Design data processing systems
Overview
This standard is about designing data processing systems.
Data engineers prepare data for analytical or operational uses. They are typically responsible for designing and building data pipelines to bring together information from different source systems. They integrate, consolidate, cleanse and structure data to make it easily accessible and in usable format. Processed data can then be used by business executives, data analysts and other end users to inform organisational processes and decision making.
Designing data processing systems involves selecting data storage systems, designing data pipelines, and implementing design approaches for security, scalability, efficiency, flexibility and portability.
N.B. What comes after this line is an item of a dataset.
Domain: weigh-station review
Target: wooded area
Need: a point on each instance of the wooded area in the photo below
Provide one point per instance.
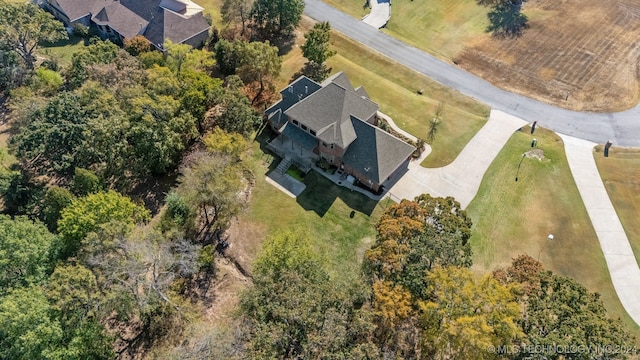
(88, 270)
It also includes testing and documenting data processing design solutions.
This standard is for those who need to design data processing systems as part of their duties.
Performance criteria
You must be able to:
- Review requirements to plan data processing system specifications
- Translate business requirements into accurate data solution designs and roadmaps
- Produce and interpret data models to determine the relationships and data flows required
- Identify opportunities to reuse existing data flows to improve efficiency
Reverse engineer data models from live systems to model data structures
Design data extraction and manipulation routines to process data into useable information
Identify data flows and data lineage, to show which parts of the organisation generate and utilise data, and how data moves through the organisation
Develop designs of data models, data pipelines and data services in line with organisational requirements
Select storage technologies for data system designs in line with organisational requirements
Verify the organisational procedures for data security and compliance to inform data system designs
- Review and apply organisational standards for scalability, efficiency, reliability, availability, flexibility and portability to inform data system designs
- Document data system design solutions in line with organisational standards
Automate manual data flows to enable scaling and repeatable use
Test data system solutions in line with system requirements
- Document data processing designs to inform system developers
- Provide technical advice and guidance to support system developers and end users
Knowledge and Understanding
You need to know and understand:
- That organisational data is an asset with unique properties that influence its management
- The data management practices used by an organisation to maintain high quality data
- The types of data structures and architectures used in organisations
- The main principles of data access, privacy and security and how to apply these to data design
How to develop, interpret and compare data models
Where to use different types of data models
- The industry standard tools for data design and how to apply them
- Cloud data platforms and data storage technologies
- How to map storage systems to data processing requirements
- Industry standard data modelling patterns and standards
- Industry standard systems used for on-premises and cloud-based data storage and their implications on data privacy
- How to keep updated on data technologies and platforms
Corporate, industry and professional data standards
Industry and organisational standards for data management including scalability, efficiency, reliability, availability, flexibility, portability and quality
How to incorporate security into data processing design
The data policy, legislative, regulatory and operational constraints which exist within the organisation
The industry standard technologies and design principles involved in batch and streaming data processing
The steps involved in data staging and how to apply them
How to document data designs